4) If you set PYTHONHOME or PYTHONPATH environment variables, these may cause the debug process to fail if they do not match the particular Python interpreter that Wing is launching. You can either change the interpreter used so it matches, or unset or alter these environment values from the outside or via Project Properties from the Project menu.
PYTHONHOME is a problem in all cases when it doesn't match the Python interpreter reported in the Source menu's Show Python Environment dialog.
PYTHONPATH is only a problem if it contains directories that are part of a Python installation. When this doesn't match the interpreter version, this leads to import errors because Python tries to import incompatible modules.
5) On Windows, check that you don't have Hummingbird Socks Client installed on your machine. Some versions and configurations of this product are known to incorrectly route network packets in such a way that slows down the Wing IDE debugger enough to make it time out during initialization.
6) All forms of the Python binary distribution (TAR, RPM, and Windows installer) are known to have problems when a newer version of Python is installed directly over an older one on disk.
In this case, most Python programs will appear to work fine outside of Wing IDE but will not work within the Wing IDE debugger. This occurs because the debug support code uses sockets and other functionality that is not necessarily exercised by your debug program outside of the Wing debugger.

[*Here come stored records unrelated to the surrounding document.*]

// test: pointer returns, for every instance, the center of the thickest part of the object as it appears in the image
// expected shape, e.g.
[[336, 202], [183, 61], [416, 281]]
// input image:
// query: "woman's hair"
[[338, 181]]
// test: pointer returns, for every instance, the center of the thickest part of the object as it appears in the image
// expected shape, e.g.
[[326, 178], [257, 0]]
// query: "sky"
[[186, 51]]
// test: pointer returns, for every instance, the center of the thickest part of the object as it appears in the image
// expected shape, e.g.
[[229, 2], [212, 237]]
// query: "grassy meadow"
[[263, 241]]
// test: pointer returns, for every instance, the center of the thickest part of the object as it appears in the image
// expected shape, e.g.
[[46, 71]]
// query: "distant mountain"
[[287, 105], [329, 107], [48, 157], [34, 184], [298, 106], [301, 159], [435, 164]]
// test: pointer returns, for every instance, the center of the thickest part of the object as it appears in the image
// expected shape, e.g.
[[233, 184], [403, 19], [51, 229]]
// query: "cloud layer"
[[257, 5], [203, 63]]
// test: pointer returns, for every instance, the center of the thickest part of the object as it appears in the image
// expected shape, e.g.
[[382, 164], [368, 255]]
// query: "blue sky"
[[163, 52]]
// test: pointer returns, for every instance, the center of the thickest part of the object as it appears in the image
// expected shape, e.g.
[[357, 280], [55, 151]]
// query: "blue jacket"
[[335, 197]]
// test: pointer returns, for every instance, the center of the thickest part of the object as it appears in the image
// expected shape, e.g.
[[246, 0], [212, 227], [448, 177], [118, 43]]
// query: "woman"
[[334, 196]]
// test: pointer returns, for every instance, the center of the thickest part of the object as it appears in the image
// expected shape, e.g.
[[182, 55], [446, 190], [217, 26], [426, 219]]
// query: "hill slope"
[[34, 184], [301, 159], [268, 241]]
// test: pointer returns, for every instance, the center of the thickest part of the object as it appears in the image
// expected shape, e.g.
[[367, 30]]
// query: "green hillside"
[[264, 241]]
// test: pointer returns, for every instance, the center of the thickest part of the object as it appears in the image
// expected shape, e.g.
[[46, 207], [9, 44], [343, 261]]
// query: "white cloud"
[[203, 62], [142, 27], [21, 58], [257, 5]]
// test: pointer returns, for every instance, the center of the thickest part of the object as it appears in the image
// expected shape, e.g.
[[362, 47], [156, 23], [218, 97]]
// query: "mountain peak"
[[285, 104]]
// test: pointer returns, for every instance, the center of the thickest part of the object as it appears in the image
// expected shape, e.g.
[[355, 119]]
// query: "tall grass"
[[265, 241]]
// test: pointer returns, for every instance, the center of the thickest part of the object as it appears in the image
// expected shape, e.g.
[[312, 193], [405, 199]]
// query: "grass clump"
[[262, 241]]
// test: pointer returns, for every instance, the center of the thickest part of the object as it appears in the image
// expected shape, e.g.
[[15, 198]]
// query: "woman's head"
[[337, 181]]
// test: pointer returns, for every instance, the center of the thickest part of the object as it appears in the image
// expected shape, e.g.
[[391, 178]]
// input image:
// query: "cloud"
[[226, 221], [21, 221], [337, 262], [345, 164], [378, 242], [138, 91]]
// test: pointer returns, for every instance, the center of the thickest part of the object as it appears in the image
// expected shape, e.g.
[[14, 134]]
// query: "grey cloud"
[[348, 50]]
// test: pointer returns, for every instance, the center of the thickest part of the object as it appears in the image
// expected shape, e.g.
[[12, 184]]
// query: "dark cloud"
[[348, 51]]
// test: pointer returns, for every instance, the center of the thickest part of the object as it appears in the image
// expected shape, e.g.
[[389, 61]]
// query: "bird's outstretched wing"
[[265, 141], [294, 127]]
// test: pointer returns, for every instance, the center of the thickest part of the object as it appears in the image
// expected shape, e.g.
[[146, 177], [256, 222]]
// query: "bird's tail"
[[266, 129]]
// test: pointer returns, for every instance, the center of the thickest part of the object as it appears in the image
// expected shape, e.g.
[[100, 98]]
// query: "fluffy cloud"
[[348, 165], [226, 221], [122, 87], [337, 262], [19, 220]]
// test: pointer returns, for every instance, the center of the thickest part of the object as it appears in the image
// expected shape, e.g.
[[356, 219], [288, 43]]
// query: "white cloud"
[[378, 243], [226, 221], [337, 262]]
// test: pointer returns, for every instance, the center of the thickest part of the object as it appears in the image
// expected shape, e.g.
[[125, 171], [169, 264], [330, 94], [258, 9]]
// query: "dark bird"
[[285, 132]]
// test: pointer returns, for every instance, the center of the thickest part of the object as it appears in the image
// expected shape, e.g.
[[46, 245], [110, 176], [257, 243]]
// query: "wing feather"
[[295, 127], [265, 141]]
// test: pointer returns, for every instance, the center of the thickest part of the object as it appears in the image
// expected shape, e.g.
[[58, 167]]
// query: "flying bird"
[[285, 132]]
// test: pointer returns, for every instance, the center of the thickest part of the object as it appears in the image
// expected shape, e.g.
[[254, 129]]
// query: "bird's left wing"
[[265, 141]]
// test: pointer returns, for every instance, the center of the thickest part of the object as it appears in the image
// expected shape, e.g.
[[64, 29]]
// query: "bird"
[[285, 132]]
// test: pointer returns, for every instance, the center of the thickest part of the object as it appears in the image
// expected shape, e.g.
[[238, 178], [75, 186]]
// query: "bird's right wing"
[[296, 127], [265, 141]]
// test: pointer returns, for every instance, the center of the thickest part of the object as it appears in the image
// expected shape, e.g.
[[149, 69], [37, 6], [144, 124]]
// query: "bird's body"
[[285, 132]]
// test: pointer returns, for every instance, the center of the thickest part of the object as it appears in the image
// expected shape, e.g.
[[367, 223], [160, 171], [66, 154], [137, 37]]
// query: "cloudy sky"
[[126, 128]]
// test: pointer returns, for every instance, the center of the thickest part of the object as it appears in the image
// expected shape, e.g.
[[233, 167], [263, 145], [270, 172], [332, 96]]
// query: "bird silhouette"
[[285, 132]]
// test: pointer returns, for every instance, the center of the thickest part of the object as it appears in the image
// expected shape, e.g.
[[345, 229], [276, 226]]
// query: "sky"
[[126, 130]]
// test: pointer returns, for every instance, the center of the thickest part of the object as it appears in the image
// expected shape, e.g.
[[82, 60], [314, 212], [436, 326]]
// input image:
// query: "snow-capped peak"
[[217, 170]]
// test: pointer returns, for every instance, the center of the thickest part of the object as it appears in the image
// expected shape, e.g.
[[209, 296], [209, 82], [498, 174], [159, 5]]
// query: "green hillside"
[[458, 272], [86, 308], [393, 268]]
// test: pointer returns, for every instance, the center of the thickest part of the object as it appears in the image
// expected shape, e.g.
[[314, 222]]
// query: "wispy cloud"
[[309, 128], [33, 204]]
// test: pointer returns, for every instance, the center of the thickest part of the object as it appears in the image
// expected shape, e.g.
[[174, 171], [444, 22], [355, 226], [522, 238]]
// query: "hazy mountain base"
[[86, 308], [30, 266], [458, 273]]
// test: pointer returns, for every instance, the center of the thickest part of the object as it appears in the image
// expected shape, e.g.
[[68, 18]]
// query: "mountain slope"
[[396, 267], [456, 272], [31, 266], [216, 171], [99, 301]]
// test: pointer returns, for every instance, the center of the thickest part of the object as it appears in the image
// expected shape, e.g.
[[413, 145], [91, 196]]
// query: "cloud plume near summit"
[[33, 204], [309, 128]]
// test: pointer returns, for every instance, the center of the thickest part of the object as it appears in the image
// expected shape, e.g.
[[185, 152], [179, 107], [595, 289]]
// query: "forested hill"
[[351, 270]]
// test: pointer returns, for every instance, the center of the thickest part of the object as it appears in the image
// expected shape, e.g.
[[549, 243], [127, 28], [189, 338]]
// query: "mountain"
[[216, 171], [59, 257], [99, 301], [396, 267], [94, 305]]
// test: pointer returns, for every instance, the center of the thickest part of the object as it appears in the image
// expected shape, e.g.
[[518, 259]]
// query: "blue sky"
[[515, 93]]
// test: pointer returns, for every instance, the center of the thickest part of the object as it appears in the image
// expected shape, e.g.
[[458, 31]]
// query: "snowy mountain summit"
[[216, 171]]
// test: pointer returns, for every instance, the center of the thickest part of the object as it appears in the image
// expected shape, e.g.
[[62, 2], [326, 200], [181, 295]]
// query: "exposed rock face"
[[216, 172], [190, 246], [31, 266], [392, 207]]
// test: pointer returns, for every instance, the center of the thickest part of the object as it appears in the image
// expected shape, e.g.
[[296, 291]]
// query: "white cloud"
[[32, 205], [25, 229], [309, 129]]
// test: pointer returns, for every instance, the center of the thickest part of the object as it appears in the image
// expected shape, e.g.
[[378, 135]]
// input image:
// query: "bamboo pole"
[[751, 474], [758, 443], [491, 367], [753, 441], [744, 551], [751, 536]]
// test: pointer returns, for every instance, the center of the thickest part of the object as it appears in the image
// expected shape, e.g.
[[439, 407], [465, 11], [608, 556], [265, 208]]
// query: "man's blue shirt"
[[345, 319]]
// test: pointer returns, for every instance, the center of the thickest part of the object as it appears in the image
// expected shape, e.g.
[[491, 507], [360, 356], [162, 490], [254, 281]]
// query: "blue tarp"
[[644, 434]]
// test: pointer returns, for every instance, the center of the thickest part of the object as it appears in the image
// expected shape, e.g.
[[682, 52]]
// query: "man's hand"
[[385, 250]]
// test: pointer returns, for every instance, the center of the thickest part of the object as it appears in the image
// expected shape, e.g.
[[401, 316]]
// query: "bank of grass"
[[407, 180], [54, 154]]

If you try to run a debug session in Wing IDE and it fails, you may be having this problem. The following test script can be used to confirm that the problem exists in your Python installation:
import sys print('sys.version =', sys.version) print('sys.executable =', sys.executable) print('sys.version_info =', sys.version_info) import socket print('socket =', socket) print('socket._socket =', socket._socket) import select print('select =', select) import cPickle print('cPickle =', cPickle)
To solve this problem, try uninstalling Python, manually removing any remaining files, and installing again. Or install Python into a new location on disk.
Once this is done, be sure to confirm that Wing is configured to use the new Python installation from the Project Properties dialog in the Project menu and that the Show Python Environment item in the Source menu displays the correct intepreter.
7) Wing's debugger is unable to debug games written with pygame when they are running in full screen mode. Use window mode instead. This is a problem also for other IDEs; we have not yet investigated the cause.